Noise-robust Contrastive Learning for Critical Transition Detection in Dynamical Systems

TL;DR

This paper introduces a noise-robust contrastive learning method using a singular value decomposition-based neural network and semi-orthogonality constraints, improving critical transition detection in noisy dynamical systems.

Contribution

The paper presents a novel neural network architecture with semi-orthogonality constraints that enhances noise resistance and efficiency in contrastive learning for critical transition detection.

Findings

Matches traditional contrastive learning in accuracy

More lightweight and computationally efficient

Significantly more resistant to noise

Abstract

Detecting critical transitions in complex, noisy time-series data is a fundamental challenge across science and engineering. Such transitions may be anticipated by the emergence of a low-dimensional order parameter, whose signature is often masked by high-amplitude stochastic variability.
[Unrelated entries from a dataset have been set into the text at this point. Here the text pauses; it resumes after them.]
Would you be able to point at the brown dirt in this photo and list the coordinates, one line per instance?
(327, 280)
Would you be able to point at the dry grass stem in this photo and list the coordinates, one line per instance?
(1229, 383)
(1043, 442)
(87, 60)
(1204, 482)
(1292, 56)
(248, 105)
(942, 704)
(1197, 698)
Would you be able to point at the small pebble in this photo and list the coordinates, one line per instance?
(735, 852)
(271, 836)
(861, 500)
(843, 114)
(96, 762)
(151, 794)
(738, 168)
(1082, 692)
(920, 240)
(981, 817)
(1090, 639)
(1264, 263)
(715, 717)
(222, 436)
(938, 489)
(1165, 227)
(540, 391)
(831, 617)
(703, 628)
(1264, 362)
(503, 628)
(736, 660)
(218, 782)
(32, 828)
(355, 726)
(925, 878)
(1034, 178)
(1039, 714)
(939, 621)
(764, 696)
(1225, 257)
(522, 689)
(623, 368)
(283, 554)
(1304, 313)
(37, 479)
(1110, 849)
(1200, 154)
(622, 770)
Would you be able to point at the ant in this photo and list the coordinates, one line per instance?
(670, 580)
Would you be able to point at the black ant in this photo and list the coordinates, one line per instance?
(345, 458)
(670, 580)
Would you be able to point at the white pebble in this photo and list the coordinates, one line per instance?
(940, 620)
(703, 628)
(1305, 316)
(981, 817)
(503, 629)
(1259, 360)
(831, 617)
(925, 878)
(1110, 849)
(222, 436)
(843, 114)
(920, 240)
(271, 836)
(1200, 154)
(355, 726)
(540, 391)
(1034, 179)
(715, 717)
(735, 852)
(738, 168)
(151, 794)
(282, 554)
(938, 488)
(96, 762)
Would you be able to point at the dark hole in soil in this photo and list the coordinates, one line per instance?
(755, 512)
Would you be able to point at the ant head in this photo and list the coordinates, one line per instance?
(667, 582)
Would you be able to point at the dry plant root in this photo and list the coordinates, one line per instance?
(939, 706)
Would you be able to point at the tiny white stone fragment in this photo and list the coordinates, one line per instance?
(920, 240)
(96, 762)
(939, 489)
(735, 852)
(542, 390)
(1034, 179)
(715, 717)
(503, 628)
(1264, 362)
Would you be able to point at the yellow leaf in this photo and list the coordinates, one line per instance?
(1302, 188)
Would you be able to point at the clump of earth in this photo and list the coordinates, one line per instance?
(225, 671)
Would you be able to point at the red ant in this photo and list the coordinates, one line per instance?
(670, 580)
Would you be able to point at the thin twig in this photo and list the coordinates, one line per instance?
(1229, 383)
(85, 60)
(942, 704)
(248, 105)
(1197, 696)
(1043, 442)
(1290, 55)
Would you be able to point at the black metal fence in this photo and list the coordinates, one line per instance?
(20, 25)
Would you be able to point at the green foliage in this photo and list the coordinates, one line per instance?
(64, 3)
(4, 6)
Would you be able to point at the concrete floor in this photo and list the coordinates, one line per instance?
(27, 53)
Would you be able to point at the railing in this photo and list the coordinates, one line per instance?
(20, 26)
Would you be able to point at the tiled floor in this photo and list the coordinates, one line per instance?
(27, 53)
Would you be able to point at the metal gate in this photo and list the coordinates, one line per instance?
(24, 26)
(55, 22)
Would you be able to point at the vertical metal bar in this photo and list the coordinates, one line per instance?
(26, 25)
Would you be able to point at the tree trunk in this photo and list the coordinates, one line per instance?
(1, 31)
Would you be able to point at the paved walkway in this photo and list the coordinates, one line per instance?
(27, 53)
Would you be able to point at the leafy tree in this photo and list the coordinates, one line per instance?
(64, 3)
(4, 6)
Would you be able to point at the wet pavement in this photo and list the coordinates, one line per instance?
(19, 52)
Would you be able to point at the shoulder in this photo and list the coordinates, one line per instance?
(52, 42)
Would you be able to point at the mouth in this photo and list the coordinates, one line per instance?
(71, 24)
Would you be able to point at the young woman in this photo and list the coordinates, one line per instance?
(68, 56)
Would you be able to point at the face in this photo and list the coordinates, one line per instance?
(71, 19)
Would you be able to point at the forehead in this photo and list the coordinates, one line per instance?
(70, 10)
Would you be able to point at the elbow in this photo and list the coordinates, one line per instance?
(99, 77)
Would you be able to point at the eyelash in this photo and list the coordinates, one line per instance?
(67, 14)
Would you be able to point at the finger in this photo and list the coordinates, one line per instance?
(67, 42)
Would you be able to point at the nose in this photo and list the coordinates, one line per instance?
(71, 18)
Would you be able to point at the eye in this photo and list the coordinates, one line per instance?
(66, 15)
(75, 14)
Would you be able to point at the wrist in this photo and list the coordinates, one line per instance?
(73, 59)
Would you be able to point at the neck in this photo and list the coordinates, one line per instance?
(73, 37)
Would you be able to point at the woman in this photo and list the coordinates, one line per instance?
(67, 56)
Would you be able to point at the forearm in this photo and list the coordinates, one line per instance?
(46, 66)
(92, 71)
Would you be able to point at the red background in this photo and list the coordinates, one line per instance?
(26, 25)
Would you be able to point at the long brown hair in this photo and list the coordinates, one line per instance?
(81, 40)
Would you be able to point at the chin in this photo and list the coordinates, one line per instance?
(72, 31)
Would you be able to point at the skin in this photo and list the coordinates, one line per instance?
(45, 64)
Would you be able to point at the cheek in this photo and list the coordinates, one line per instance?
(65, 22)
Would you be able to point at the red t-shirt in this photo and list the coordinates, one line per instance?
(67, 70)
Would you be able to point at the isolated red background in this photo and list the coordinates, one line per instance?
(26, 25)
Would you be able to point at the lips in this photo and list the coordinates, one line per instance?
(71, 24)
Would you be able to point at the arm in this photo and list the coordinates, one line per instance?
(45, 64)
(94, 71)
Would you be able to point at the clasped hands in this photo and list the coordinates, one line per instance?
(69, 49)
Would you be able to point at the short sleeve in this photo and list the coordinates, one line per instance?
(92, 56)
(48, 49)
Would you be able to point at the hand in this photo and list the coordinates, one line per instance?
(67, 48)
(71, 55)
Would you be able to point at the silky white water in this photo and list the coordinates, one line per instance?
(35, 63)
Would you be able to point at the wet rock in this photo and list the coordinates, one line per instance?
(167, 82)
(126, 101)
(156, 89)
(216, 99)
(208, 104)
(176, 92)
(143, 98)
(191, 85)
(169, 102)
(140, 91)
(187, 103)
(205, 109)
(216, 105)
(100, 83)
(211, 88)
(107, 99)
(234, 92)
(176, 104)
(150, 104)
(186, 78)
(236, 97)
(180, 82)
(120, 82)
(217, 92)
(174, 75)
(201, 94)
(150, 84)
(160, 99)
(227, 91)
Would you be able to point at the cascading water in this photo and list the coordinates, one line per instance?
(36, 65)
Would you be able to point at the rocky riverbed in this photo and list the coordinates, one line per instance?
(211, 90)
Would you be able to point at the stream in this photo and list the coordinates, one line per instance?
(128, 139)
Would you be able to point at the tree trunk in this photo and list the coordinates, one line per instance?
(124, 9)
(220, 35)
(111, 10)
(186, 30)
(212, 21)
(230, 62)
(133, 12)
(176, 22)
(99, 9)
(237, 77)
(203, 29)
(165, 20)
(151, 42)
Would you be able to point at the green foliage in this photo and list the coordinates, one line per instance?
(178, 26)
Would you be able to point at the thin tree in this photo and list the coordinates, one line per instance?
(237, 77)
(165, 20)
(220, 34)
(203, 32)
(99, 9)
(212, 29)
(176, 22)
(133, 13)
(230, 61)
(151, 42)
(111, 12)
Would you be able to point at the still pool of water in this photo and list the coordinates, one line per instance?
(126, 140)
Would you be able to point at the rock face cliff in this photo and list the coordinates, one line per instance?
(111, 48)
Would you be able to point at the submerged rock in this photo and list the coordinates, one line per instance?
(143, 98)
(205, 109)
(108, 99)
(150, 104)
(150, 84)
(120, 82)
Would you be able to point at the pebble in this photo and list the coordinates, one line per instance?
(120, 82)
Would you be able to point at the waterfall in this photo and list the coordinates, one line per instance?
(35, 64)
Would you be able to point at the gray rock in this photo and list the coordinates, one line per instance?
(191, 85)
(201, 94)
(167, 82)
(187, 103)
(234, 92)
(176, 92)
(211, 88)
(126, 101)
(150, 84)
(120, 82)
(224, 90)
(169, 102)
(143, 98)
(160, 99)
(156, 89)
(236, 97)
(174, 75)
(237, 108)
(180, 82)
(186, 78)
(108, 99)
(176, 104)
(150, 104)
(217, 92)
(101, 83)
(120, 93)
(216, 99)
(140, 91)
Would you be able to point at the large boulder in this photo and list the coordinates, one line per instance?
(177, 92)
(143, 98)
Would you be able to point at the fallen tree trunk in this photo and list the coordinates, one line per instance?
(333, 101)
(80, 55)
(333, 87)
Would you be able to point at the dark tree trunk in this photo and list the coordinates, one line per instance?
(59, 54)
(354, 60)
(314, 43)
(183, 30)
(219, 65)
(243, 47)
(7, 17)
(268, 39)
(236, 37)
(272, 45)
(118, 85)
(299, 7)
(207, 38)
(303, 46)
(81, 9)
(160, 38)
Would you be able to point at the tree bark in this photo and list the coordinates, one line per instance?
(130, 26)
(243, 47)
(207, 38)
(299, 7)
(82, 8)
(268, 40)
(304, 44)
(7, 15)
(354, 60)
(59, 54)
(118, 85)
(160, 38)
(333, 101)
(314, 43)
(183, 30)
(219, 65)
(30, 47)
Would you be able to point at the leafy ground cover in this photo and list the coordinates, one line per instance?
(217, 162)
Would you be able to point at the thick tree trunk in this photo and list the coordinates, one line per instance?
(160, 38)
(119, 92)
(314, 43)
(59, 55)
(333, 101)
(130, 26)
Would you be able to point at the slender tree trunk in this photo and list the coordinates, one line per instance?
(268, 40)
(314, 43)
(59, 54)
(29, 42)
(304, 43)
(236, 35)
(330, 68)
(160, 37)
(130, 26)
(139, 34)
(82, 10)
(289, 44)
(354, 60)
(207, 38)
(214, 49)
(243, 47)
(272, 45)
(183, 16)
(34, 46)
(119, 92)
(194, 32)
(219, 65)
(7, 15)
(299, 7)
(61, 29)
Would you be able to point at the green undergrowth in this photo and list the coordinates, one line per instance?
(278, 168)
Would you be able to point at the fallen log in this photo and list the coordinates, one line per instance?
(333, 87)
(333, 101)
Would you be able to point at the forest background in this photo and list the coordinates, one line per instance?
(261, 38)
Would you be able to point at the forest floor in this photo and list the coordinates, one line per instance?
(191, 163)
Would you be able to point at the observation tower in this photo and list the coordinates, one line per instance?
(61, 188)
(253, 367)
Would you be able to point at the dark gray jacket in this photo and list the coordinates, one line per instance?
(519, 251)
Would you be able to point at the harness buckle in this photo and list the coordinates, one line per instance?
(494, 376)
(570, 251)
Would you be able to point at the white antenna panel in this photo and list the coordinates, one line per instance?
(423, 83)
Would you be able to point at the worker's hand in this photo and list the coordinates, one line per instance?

Standard contrastive learning approaches based on deep neural networks, while promising for detecting critical transitions, are often overparameterized and sensitive to irrelevant noise, leading to inaccurate identification of critical points. To address these limitations, we propose a neural network architecture, constructed using singular value decomposition technique, together with a strictly semi-orthogonality-constrained training algorithm, to enhance the performance of traditional contrastive learning. Extensive experiments demonstrate that the proposed method matches the performance of traditional contrastive learning techniques in identifying critical transitions, yet is considerably more lightweight and markedly more resistant to noise.